Mehr Geld für die Innenstadt
Mehr Geld als bisher fließt in die Entwicklung der Innenstadt, insbesondere zur Umsetzung der Schlüsselprojekte des Zukunftskonzepts Innenstadt. Nach der personellen Besetzung der Agentur Mitte in diesem Jahr, die alle Schlüsselprojekte koordiniert, stellt die Stadt nun zusätzlich rund 2,32 Millionen Euro bereit. Dieses Geld ist unter anderem vorgesehen für einen Probebetrieb zur Verlagerung und Modernisierung der Stadtbibliothek (Station Mitte) und für das „Grüne Band“ als Maßnahme zur Steigerung der Aufenthaltsqualität und Verringerung der Aufheizung durch den Klimawandel. Auch für das Projekt „Testraum-Allee“ zur Etablierung qualitätsvoller Zwischennutzungen in leerstehenden Flächen ist Geld zur Anmietung oder zum Kauf eingeplant. Zudem soll es neue Feste geben.
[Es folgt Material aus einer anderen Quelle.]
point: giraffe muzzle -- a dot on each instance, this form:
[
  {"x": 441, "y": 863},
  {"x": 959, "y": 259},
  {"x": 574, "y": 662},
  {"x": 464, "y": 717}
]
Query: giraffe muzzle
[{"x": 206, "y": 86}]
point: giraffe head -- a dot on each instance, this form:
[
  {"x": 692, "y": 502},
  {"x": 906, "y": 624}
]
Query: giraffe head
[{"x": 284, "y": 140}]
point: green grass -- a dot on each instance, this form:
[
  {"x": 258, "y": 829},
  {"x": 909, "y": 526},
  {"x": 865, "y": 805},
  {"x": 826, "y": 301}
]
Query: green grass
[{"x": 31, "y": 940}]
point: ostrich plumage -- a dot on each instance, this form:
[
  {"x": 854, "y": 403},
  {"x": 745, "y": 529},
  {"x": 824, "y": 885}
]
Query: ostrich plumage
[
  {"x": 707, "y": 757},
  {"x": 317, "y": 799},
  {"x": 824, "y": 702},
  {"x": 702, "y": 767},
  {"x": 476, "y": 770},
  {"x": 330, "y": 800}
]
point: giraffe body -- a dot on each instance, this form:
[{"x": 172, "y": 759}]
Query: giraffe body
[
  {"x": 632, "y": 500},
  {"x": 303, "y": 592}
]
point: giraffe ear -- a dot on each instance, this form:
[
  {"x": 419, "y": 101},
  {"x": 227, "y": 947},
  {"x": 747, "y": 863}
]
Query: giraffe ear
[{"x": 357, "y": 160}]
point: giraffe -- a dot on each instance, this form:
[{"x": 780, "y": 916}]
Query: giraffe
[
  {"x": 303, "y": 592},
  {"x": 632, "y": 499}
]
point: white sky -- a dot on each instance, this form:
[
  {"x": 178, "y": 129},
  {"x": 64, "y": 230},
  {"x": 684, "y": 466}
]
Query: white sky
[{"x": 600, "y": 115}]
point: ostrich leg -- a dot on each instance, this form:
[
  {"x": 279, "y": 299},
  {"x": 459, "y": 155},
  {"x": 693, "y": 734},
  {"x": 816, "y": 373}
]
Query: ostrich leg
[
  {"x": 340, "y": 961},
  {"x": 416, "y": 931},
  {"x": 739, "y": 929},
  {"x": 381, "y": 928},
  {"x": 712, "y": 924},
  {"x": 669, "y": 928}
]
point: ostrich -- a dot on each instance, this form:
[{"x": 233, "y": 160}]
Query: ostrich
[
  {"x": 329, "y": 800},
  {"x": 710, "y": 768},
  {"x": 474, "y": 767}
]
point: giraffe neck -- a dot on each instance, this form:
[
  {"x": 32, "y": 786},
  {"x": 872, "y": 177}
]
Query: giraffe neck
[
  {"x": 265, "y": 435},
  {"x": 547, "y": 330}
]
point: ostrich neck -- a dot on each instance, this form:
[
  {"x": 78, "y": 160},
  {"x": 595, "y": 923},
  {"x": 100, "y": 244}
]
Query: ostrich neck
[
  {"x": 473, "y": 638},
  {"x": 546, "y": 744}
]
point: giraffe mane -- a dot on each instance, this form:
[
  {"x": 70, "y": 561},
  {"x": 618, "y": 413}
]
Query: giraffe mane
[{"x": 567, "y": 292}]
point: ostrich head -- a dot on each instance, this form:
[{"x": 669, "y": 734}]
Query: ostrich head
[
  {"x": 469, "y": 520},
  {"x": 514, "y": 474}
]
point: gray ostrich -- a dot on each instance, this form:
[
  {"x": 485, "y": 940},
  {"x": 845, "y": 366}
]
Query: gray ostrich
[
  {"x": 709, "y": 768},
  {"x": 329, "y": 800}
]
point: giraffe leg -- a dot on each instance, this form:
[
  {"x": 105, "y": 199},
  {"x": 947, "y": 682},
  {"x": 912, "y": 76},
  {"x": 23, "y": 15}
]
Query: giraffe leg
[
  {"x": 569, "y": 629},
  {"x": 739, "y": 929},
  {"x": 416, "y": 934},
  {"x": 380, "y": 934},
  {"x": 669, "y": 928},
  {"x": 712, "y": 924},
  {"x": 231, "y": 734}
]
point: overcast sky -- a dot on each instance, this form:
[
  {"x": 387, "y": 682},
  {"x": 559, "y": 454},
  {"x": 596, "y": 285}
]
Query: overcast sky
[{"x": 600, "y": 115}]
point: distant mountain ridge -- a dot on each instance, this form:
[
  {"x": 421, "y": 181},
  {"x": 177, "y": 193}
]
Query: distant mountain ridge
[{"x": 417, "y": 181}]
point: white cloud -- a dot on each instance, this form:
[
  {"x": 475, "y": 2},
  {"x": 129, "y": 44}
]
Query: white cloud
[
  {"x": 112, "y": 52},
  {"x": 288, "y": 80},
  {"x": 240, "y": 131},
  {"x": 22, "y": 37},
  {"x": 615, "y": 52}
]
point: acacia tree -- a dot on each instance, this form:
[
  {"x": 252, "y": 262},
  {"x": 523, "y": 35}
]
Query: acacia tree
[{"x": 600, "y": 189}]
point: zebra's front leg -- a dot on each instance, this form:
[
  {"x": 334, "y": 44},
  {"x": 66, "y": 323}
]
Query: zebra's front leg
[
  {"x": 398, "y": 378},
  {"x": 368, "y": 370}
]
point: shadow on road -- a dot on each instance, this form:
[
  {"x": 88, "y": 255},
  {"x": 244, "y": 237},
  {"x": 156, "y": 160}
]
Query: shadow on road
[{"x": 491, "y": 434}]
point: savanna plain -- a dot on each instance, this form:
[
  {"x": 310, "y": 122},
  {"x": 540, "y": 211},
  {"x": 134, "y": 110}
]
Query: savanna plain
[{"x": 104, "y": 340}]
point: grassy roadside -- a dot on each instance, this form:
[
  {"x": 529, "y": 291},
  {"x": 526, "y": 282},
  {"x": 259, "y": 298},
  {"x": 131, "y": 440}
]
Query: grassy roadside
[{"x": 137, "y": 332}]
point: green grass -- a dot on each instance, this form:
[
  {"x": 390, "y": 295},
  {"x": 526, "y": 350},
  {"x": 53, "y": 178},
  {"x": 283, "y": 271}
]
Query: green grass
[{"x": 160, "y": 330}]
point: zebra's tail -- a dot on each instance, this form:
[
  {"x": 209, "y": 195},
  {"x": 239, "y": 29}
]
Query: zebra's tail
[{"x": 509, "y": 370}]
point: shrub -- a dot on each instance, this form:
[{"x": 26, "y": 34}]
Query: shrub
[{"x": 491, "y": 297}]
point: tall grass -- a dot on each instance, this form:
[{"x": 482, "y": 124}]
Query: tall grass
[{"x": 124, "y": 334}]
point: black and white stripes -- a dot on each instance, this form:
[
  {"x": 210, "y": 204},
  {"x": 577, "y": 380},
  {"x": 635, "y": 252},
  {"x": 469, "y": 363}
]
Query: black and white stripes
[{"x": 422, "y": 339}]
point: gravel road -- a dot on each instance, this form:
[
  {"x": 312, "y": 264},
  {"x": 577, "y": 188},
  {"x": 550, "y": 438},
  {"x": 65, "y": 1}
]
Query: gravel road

Weitere 4,0 Millionen Euro fließen in die HEGISS-Projekte zur Stadtteilaufwertung, insbesondere in das Nordend und in die südliche Innenstadt. Für die Erweiterung des Grünrings und damit zusätzliche Grünflächen (Zukunft Stadtgrün) sind rund 0,5 Million Euro vorgesehen. Für die Sanierung des Waldschwimmbades sind zwei Millionen und ebenso viel für die Erneuerung von Sportanlagen veranschlagt. Im Ergebnishaushalt stehen außerdem 2,5 Millionen Euro und damit mehr als doppelt so viel Geld wie zuletzt für die Sanierung von Straßen, Geh- und Radwegen zur Verfügung. Eine Million Euro werden für die weiteren Planungen der Verbindungsstraße zur B448 bereitgestellt und rund 680.000 Euro erhält der Bevölkerungsschutz zur Wiederrichtung von digital gesteuerten Warnsirenen im Stadtgebiet.
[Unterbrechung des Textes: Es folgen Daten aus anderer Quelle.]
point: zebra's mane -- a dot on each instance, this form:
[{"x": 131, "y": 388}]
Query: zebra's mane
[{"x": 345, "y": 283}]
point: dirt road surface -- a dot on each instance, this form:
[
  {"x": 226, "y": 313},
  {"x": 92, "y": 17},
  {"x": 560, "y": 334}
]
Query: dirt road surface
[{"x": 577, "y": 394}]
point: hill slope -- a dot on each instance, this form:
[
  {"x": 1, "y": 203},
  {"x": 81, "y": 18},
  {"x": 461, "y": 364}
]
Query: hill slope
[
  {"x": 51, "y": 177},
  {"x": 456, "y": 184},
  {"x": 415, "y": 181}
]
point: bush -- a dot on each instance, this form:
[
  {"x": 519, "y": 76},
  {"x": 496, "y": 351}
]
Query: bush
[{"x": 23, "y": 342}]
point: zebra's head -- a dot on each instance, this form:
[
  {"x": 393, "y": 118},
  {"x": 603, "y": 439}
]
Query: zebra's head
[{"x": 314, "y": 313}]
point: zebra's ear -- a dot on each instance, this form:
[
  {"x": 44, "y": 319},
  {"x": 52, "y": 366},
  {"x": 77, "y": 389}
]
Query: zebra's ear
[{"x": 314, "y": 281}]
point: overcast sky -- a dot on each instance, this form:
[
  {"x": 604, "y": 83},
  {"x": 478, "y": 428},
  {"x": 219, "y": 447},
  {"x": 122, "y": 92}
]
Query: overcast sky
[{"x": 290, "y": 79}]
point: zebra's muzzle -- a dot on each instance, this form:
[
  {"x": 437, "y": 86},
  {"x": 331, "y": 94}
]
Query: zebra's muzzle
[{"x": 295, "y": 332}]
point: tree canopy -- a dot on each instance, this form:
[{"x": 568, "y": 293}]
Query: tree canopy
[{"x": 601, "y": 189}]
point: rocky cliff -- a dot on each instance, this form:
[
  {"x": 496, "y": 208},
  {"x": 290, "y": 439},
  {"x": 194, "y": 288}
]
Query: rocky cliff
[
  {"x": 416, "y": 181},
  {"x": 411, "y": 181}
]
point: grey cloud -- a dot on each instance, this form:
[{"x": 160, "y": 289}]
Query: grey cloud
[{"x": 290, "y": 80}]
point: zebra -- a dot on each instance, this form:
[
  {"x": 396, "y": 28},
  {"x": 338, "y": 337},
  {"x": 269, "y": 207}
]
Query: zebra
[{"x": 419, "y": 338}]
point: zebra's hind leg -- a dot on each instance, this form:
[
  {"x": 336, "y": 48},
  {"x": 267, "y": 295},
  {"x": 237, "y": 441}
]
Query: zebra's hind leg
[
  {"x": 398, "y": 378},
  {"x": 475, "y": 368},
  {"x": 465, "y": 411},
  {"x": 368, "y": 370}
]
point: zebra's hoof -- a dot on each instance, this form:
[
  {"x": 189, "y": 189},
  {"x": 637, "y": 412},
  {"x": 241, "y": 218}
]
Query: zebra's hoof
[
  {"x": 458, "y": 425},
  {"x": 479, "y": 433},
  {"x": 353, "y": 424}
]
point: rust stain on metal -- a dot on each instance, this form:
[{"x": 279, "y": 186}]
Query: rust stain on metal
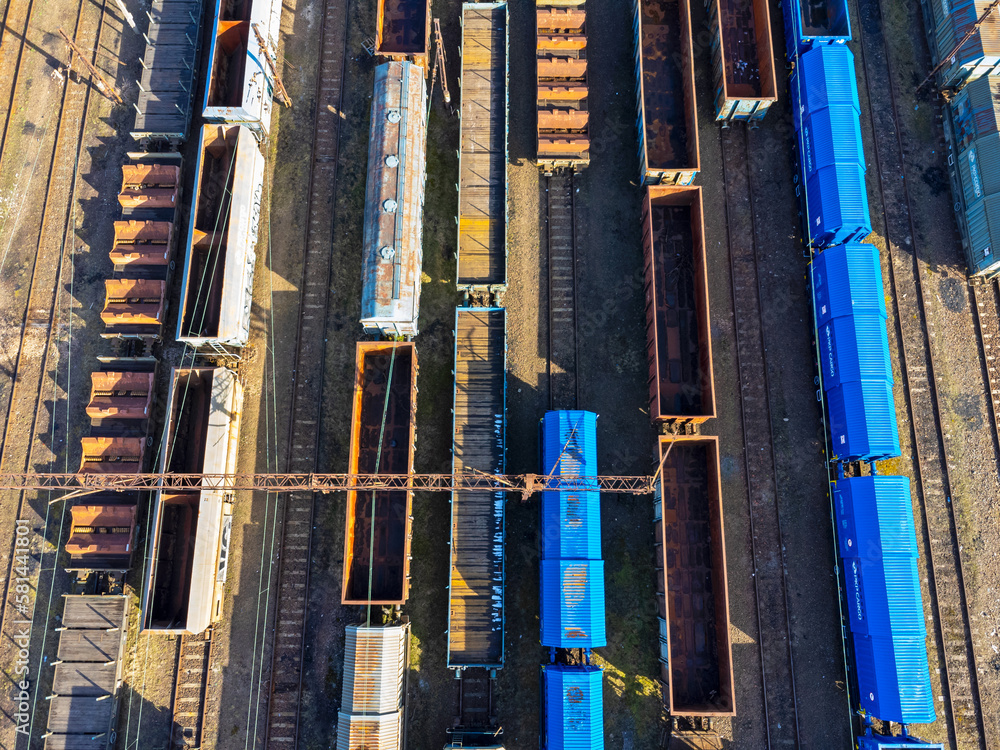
[
  {"x": 120, "y": 395},
  {"x": 404, "y": 30},
  {"x": 133, "y": 302},
  {"x": 692, "y": 588},
  {"x": 679, "y": 339},
  {"x": 670, "y": 120},
  {"x": 383, "y": 428},
  {"x": 106, "y": 455},
  {"x": 563, "y": 134},
  {"x": 149, "y": 186},
  {"x": 142, "y": 243}
]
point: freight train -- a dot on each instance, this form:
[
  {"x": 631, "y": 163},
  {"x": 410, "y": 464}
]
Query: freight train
[
  {"x": 572, "y": 583},
  {"x": 884, "y": 630},
  {"x": 964, "y": 40}
]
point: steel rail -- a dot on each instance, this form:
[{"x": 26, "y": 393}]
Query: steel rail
[
  {"x": 751, "y": 344},
  {"x": 931, "y": 456},
  {"x": 563, "y": 349},
  {"x": 58, "y": 230}
]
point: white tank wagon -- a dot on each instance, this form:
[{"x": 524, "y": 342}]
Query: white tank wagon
[
  {"x": 185, "y": 569},
  {"x": 217, "y": 285},
  {"x": 239, "y": 87},
  {"x": 394, "y": 201}
]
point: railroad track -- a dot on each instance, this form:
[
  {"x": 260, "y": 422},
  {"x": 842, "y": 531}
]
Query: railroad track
[
  {"x": 190, "y": 690},
  {"x": 285, "y": 686},
  {"x": 26, "y": 398},
  {"x": 767, "y": 547},
  {"x": 986, "y": 309},
  {"x": 952, "y": 622},
  {"x": 13, "y": 33},
  {"x": 560, "y": 222}
]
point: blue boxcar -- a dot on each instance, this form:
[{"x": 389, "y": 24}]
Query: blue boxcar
[
  {"x": 825, "y": 113},
  {"x": 569, "y": 444},
  {"x": 574, "y": 707},
  {"x": 571, "y": 525},
  {"x": 572, "y": 604},
  {"x": 811, "y": 24},
  {"x": 854, "y": 347},
  {"x": 878, "y": 545},
  {"x": 845, "y": 280},
  {"x": 863, "y": 421}
]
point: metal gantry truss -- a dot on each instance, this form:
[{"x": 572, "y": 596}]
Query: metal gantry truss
[{"x": 523, "y": 484}]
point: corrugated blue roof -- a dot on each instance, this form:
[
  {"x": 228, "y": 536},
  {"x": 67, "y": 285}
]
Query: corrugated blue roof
[
  {"x": 824, "y": 77},
  {"x": 863, "y": 421},
  {"x": 874, "y": 513},
  {"x": 571, "y": 525},
  {"x": 572, "y": 603},
  {"x": 574, "y": 707},
  {"x": 854, "y": 347},
  {"x": 826, "y": 117},
  {"x": 878, "y": 546},
  {"x": 893, "y": 679},
  {"x": 569, "y": 443},
  {"x": 838, "y": 206},
  {"x": 814, "y": 23},
  {"x": 832, "y": 135},
  {"x": 847, "y": 279}
]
Mehr Personal für Ordnung und Sicherheit
Aufgrund der finanziellen Situation ist auch die Stellenplanung für das kommende Jahr vergleichsweise restriktiv: „Vorrang haben Stellenschaffungen, die durch ihre Arbeit oder durch Fördermittel vollständig refinanziert sind oder aufgrund neuer gesetzlicher Aufgaben und des Bevölkerungswachstums unumgänglich sind. Hierfür sind insgesamt 145 neue Stellen vorgesehen.“ Allein rund 66 Stellen werden im Rettungswesen für die gesetzliche geforderte Vorhaltung von Sanitäterinnen und Sanitätern geschaffen. Diese werden fast vollständig über die Krankenkassen refinanziert. Einen kräftigen Zuwachs erhält auch das Ordnungsamt mit 21,5 neuen Stellen, die sich ebenfalls aufgrund der Ahndung von Ordnungswidrigkeiten selbst finanzieren. Sie sind für neue Verkehrspolizisten, Stadtpolizisten, für die Task Force Verkehr und für die Verwaltung vorgesehen. „Damit kann die Stadtpolizei künftig schneller auf Beschwerden der Bürgerinnen und Bürger reagieren und mehr Verkehrsverstöße ahnden. Diese Verstöße sind ein Dauerärgernis für viele Menschen und uns ist wichtig, dass es hier insgesamt zu einer Verbesserung der Situation kommt“, so Wilhelm.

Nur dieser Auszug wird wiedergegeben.